Nathan Lane: Robin Williams stopped Oprah from dragging me out of the closet
Nathan Lane will always remember Robin Williams for protecting him when he wasn’t ready to be open about his sexuality.
The Broadway legend, 67, recalled a moment in 1996 when they were on the press tour for their queer comedy “The Birdcage,” and Williams helped him fend off intruding questions.
Lane’s sexual orientation became a topic of conversation during an interview on the “Oprah Winfrey Show” when the Oscar winner then stepped in.
“I was not prepared at all for that,” Lane said during a chat on the “Today” show Sunday about being open with his homosexuality in public.
“And I certainly wasn’t ready to go from table-to-table and tell them all I was gay,” the “Lion King” actor and New Jersey native continued.
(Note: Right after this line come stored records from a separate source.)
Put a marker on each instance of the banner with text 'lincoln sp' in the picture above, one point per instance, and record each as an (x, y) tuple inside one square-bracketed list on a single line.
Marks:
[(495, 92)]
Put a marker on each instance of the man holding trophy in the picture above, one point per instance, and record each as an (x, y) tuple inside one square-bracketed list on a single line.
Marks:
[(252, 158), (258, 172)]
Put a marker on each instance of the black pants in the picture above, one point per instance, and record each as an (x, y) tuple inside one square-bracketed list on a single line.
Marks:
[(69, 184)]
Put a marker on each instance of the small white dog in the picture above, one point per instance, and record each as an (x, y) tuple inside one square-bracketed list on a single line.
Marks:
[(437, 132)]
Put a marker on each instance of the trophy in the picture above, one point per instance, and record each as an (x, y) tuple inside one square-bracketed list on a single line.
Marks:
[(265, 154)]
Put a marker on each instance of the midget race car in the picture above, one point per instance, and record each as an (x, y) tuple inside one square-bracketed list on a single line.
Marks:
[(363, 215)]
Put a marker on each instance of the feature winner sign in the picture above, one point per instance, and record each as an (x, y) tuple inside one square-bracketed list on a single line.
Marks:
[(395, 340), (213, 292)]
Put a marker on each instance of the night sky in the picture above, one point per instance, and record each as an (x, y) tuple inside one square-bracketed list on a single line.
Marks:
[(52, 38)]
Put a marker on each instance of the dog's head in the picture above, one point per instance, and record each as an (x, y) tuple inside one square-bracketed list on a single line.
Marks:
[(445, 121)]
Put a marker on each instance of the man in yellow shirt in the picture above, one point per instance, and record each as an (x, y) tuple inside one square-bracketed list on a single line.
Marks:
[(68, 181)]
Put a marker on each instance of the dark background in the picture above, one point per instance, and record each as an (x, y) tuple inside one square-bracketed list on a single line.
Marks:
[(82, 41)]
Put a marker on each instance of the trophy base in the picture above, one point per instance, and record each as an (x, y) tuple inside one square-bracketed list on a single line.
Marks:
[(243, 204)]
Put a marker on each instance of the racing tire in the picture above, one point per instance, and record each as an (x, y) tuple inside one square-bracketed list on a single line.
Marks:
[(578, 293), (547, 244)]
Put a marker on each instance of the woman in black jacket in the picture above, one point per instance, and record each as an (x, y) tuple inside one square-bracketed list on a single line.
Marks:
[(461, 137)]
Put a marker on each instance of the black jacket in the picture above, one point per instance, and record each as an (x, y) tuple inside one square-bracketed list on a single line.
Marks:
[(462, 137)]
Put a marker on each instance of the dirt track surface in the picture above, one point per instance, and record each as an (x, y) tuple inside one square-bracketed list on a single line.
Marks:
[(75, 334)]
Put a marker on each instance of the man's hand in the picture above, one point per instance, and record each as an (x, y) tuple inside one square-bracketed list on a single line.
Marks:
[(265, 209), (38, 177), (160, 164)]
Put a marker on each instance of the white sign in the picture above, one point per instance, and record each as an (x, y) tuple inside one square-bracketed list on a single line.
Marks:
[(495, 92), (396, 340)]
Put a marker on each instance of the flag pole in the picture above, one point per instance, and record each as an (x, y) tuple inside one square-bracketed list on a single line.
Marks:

“I just wanted to talk about finally [I] got a big part in a movie, and I didn’t want to make it about my sexuality.”
In “The Birdcage,” Williams — who died in 2014 — and Lane played a gay couple whose son is about to be married.
Tony winner Lane explained on the morning show how he knew that starring in a queer film would bring inquiries about his own sexuality — and it was “sort of unavoidable.”
However, while he knew that Winfrey, 69, wasn’t trying to out him on purpose, he recalled what he mentioned to “Good Will Hunting” star Williams prior to the interview.
“I said to Robin beforehand, ‘I’m not prepared. I’m so scared of going out there and talking to Oprah. I’m not prepared to discuss that I’m gay on national television. I’m not ready,’” Lane said.
Williams attempted to ease his anxiety.
“He said, ‘Oh, it’s all right, don’t worry about — we don’t have to talk about it. We won’t talk about it,’” Lane continued.
The famed media mogul wound up asking questions that did leave an opening for the “Gilded Age” star to talk about coming out in the future.
Questions she asked included, “How come you’re so good at that girlie stuff?” and “Are you worried about being typecast?”
Lane claimed that the late comedian “sort of [swooped] in and [diverted] Oprah, goes off on a tangent and protects me because he was a saint” and was a “beautiful, sensitive soul.”
“I just wasn’t ready to do that,” Lane disclosed. “Now you have to make a public statement about it — I was terrified … It’s great that everyone now feels comfortable but homophobia is alive and well and there are plenty of gay people who are still hiding.”
For “The Birdcage,” Lane scored a Golden Globe nomination, and the film had the seventh-highest box office for 1996, the year it was released.
A 2022 Primetime Emmy winner for his guest role in Hulu’s “Only Murders in the Building,” he is currently starring in the Broadway play “Pictures From Home.”